Crime may be eternal and exist everywhere, but in Los Angeles it tends to be spectacular, and never more so than when it involves Hollywood.
Thus, L.A. Noir, TheWrap’s new column that will look at how and where the entertainment industry, politics and our city’s criminal justice system collide.
While “noir” is sometimes regarded as a cyclical fashion in film and literature, there is — in this town that Orson Welles dubbed “a bright and guilty place” — a vibrant culture of corruption that never goes out of style.

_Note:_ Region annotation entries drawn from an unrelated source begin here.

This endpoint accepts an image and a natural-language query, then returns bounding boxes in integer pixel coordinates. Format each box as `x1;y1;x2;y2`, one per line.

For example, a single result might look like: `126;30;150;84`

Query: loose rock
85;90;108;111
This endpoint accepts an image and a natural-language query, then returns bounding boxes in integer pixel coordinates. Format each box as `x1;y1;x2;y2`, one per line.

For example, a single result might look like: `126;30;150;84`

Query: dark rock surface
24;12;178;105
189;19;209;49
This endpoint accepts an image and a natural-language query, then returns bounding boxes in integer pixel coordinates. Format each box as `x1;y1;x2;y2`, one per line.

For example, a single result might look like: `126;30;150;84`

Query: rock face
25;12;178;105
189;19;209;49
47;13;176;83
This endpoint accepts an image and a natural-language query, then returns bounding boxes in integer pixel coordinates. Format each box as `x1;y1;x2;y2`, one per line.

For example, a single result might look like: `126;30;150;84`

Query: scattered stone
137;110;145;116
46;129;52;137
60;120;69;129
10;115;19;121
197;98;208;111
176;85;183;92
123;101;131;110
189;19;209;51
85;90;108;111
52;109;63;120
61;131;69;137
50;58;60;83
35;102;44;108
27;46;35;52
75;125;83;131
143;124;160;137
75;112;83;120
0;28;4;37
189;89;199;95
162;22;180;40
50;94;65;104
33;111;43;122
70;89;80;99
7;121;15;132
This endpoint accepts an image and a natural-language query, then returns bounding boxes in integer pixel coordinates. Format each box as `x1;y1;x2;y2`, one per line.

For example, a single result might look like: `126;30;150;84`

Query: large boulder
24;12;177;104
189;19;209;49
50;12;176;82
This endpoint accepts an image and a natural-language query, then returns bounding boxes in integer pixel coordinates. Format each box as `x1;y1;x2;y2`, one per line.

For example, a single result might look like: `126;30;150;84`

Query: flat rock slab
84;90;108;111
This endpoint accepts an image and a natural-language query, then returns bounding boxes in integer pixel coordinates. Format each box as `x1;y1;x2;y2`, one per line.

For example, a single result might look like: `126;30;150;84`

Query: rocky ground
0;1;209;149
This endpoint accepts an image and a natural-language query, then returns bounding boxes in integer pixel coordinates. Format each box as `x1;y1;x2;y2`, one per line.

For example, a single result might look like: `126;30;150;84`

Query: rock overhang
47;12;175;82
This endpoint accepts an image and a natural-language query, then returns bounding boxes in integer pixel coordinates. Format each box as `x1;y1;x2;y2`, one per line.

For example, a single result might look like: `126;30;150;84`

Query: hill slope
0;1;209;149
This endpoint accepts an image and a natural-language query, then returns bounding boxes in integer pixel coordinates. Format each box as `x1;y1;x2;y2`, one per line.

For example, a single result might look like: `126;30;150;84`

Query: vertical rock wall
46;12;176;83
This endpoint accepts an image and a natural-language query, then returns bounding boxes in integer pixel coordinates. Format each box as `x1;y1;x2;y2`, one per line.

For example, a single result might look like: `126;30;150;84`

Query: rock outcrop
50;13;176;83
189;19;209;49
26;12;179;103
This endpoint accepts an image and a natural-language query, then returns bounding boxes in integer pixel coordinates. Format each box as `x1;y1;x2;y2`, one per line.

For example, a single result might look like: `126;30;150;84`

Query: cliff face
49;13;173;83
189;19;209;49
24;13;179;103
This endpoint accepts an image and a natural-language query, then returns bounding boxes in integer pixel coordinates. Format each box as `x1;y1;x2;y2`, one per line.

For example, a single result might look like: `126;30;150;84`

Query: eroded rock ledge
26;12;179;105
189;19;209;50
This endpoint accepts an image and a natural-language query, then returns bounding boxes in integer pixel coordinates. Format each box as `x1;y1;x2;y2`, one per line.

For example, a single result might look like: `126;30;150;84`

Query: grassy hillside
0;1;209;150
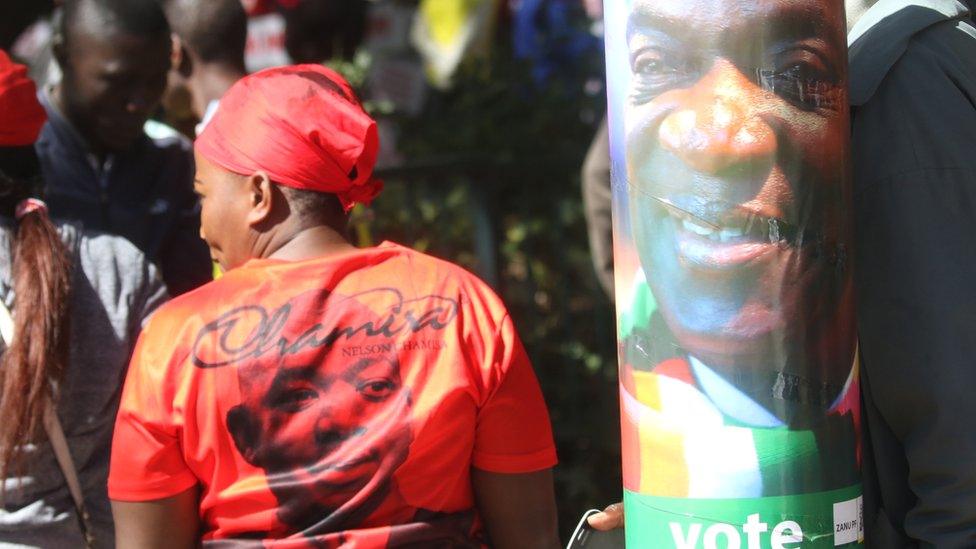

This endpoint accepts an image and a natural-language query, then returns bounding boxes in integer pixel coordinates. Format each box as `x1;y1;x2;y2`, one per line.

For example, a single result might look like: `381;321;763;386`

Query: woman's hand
586;503;624;532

Crime, celebrity obsession and speed-of-thought communications technology have combined to make Los Angeles the city of the permanent trial. It isn’t enough that crime happens — the public’s and the media’s thirst for spectacle demands that at any given moment there be some court proceeding involving the bad behavior of celebrities or Industry figures.
Indeed, media coverage of crime and trials has replaced the once-common silences of the news cycle with a scandalous white noise. At any given moment, someone whose name we recognize or who is connected to a movie or TV show we’ve seen, has to be on the witness stand, has to be chased to his or her car by reporters.

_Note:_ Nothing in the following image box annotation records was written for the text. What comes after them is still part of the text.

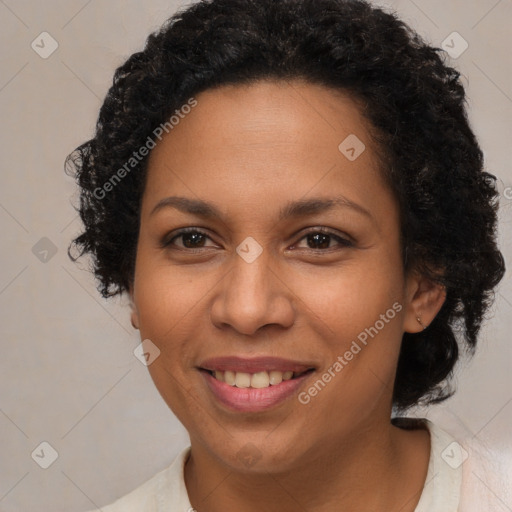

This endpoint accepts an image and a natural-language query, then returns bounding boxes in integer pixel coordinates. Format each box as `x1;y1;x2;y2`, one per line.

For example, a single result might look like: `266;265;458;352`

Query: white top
91;418;512;512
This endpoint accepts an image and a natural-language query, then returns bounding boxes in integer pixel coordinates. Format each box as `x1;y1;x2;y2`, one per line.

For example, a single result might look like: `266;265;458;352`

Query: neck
185;423;430;512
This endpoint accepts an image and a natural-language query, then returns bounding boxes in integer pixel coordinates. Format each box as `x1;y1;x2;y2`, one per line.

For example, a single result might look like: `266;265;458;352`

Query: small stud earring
416;316;427;330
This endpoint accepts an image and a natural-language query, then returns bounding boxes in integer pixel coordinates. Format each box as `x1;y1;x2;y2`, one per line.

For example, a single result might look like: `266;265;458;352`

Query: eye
294;228;354;251
161;228;216;249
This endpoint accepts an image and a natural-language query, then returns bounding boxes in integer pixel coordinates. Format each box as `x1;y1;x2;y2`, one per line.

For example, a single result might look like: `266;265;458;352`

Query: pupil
183;233;204;249
308;233;330;249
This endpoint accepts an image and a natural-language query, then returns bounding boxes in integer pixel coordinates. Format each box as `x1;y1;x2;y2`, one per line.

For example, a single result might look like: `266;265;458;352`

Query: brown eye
161;229;215;249
297;229;353;251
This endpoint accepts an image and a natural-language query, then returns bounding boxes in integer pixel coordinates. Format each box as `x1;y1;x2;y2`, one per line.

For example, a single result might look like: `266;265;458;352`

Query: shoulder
460;437;512;512
85;446;190;512
399;418;512;512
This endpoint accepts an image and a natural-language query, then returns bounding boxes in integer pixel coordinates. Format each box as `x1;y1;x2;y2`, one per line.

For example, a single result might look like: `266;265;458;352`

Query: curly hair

This is the way news has changed and the way we’ve changed as audiences. This transformation has had profound effects on the organizations that gather news and on the personalities who report it. Nine times out of 10 you will find the chipper TV reporters who have just delivered a 90-second recap of a celebrity trial on Temple Street hanging their heads on a bench inside the courthouse lamenting the state of broadcast news.
Which is why L.A. Noir will include coverage of the rapidly changing media, as well as the political forces whose actions often shape – or are shaped by – the media, the courts and the Industry.
A word about myself.
I come to TheWrap after covering pop culture and politics for 25 years on the staff of the L.A. Weekly. I began writing as a theater critic, but before long took to sitting in on murder trials for the Wonderland and Cotton Club cases. I also watched court proceedings involving the mass of Angelenos who were herded before bored judges and processed like applicants at a DMV office.
Yet high-profile or no-profile, I discovered later from covering the trials of Robert Blake, Phil Spector and Anthony Pellicano that L.A.’s courts provide us with our bread and circuses.
Like the greatest dramas, trials are about people in trouble — two sides in conflict, with one of those sides telling a lie while the other tries to expose a secret. Join us as we dig deeply into the dark corners of Los Angeles and Hollywood, those narrow margins where the sunshine never reaches.